We employ methods from periodical studies, book history, computational linguistics and computational stylistics to “operationalise” our definition of style in order to select features that can be measured empirically, transforming concepts into a set of operations (Moretti 2013). We will focus on features at the level of words and sentences such as: vocabulary richness, length of articles, length of sentences, length of quotations from text under review, distribution of parts of speech, distinctive vocabulary of each journal, distinctive vocabulary of each author, distinctive vocabulary in each type of review (literature, travel, politics etc.), using methods such as term frequency: inverse document frequency, Burrows’ Delta and Zeta methods, Moretti’s Most Distinctive Words Method, and Principal Component Analysis.

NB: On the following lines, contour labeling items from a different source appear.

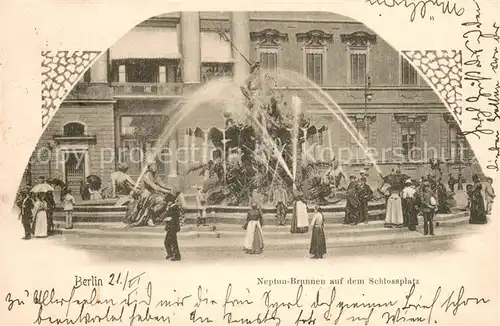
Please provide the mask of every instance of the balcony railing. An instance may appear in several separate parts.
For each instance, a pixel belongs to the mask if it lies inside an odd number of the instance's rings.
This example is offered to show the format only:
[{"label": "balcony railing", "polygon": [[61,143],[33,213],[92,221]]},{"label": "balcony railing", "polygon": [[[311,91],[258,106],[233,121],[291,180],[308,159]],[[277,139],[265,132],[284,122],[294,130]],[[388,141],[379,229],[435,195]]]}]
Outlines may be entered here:
[{"label": "balcony railing", "polygon": [[111,83],[115,97],[177,97],[182,83]]}]

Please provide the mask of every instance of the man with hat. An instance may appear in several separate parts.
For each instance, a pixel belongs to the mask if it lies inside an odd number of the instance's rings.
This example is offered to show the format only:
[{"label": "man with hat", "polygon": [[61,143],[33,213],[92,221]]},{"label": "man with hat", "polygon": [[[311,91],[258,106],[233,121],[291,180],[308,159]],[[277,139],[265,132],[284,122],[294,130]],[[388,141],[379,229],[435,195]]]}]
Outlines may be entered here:
[{"label": "man with hat", "polygon": [[368,215],[368,202],[373,197],[373,191],[370,186],[366,183],[366,177],[361,177],[360,179],[360,221],[364,223],[368,223],[369,215]]},{"label": "man with hat", "polygon": [[349,186],[347,186],[346,191],[344,224],[356,225],[359,221],[360,187],[359,182],[356,179],[355,174],[351,174],[349,176]]},{"label": "man with hat", "polygon": [[411,179],[405,181],[403,188],[403,224],[407,226],[410,231],[416,231],[418,225],[417,211],[415,208],[415,187]]},{"label": "man with hat", "polygon": [[35,207],[35,203],[31,198],[32,194],[30,193],[30,189],[25,189],[21,191],[21,202],[19,208],[21,209],[21,223],[24,228],[24,240],[31,239],[31,223],[33,221],[33,208]]}]

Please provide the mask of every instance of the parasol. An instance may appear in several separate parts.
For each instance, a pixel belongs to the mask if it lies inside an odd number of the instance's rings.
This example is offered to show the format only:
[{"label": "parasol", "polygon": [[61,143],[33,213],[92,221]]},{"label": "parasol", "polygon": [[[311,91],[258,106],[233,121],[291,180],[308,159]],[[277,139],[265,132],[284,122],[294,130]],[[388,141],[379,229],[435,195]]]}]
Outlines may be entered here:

Finally, we will qualitatively describe the results of this stylistic analysis and evaluate them within the context of both literary scholarship on nineteenth-century periodicals and computational linguistics scholarship, using our literary and historical interpretation to generate critical knowledge out of our measurements. [297 words]

 

Works Cited

King, David. “Digging in the library.” Invited lecture presented at Biodiversity Informatics Horizons 2013, Rome. September 2013
Klancher, Jon P. The Making of English Reading Audiences, 1790-1832. University of Wisconsin Press, 1987.

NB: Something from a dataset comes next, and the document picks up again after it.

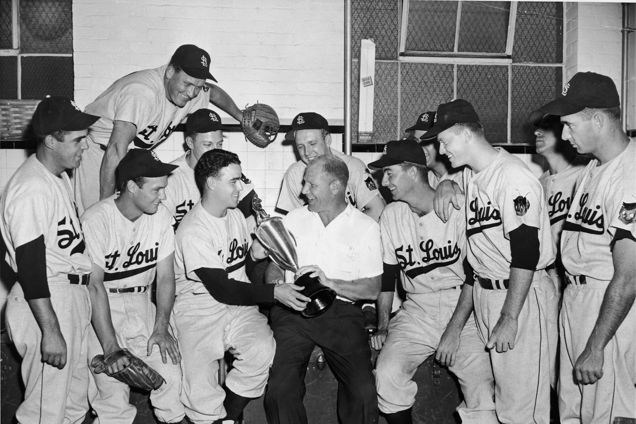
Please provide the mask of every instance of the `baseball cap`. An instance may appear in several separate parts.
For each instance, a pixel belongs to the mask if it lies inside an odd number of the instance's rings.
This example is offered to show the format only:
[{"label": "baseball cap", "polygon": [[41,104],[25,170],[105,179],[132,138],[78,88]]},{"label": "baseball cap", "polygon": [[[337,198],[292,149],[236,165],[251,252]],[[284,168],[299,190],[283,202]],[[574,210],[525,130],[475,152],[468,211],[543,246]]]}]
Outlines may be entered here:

Moretti, Franco. “Operationalizing”: or, the function of measurement in modern literary theory” Stanford Literary Lab. Pamphlet 6. Stanford Lit. Lab, December 2013.

Willis, Alistair, David King, David Morse, Anton Dil, Chris Lyal, and Dave Roberts. “From XML to XML: The why and how of making the biodiversity literature accessible to researchers.” Language Resources and Evaluation Conference (LREC), Valletta. May 2010.

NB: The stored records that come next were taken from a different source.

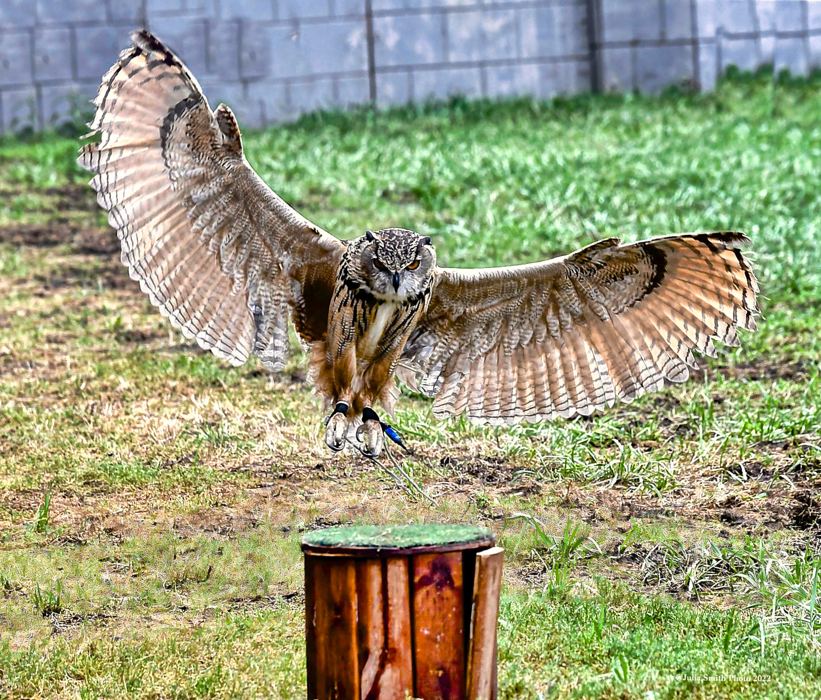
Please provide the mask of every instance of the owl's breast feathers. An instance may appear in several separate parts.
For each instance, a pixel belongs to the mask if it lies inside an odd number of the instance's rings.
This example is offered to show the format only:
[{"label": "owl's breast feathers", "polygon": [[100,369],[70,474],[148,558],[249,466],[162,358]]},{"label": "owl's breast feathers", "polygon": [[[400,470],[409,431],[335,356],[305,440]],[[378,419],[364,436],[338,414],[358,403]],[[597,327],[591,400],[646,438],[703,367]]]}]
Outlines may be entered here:
[{"label": "owl's breast feathers", "polygon": [[430,296],[429,287],[406,299],[379,298],[351,273],[343,257],[328,313],[332,353],[342,355],[353,347],[360,364],[387,359],[392,367]]}]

Distorted Projections: Spatial Imaginaries and Desired Trajectories in Christina Stead’s For Love Alone

  • Anouk Lang

University of Edinburgh

“In the part of the world Teresa came from, winter is in July, spring brides marry in September, and Christmas is consummated with roast beef, suckling pig, and brandy-laced plum pudding at 100 degrees in the shade, near the tall pine-tree loaded with gifts and tinsel as in the old country, and old carols have rung out all through the night.”

 

From its opening lines, Christina Stead’s 1945 novel For Love Alone establishes a sense of being “out of place”, signalling to readers that the geography into which they are about to be immersed is distorted and unstable. As the narrative unfolds, the coming of age of the protagonist Teresa is marked by her longing to escape from parochial, provincial Sydney to the great metropolis of culture, London. But this is a trajectory whose fulfilment proves very different to its imagined anticipation, and it serves as a fictional rendition of the spatial and cultural displacement felt by many Australian writers of the twentieth century caught between the cultural authority of English publishers and literary standards, and the imperative to contribute to the project of building a national literature that could emerge out of the shadow of its European and English progenitors.


In this paper, I take the idea of distorted projection, and use it to think about the spatial imaginaries at work in Stead’s text, which GIS software makes it possible to grasp in visual form, rather than being restricted to a linear format through the progression of a narrative. I consider both the value and limitations of the process of automated geoparsing (using the Edinburgh Geoparser), and suggest additional coding categories to better account for the different ways that place is invoked, and the effects of these spatial references. Miriam Posner has recently charged the digital humanities with using technologies that commonly “enshrin[e] Western European, Cartesian models of space” (http://miriamposner.com/blog/money-and-time/). Rising to her challenge that postcolonially-inflected digital humanities work should interrogate rather than reinforce the hegemony of projections that reinforce a view of the world from a dominant perspective, I use GIS tools to grasp Teresa’s relationship to the physical geography of Sydney and the spatial imaginary of London, and thereby to make a case that GIS mapping can help to show how the text is carrying out an analogical act of distorted projection.

Chinese Text Project: A Digital Library of Pre-Modern Chinese Literature

  • Donald Sturgeon

Harvard University

Since its creation in 2005 as an online search tool for a handful of classical Chinese texts, the Chinese Text Project (http://ctext.org) has gradually grown to become the largest and most widely used digital library of pre-modern Chinese texts, as well as a platform for exploring the application of new digital methods to the study of pre-modern Chinese literature. This paper discusses how several unique aspects of the project have contributed to its success. Firstly it demonstrates how simplifying assumptions holding for domain-specific OCR (Optical Character Recognition) of historical works have made possible reductions in complexity of the task and thus led to increased recognition accuracy. Secondly it shows how crowd-sourced proofreading and editing using a publicly accessible version-controlled wiki system has made it possible to leverage a large and distributed audience and user base, including many volunteers located outside of traditional academia, to improve the quality of digital content and enable the creation of accurate transcriptions of previously untranscribed texts and editions. Finally, it explores how the implementation of open APIs (Application Programming Interfaces) has greatly expanded the utility of the library as a whole, facilitating open and decentralized integration with other projects, as well as leading to entirely new applications in digital humanities teaching and research.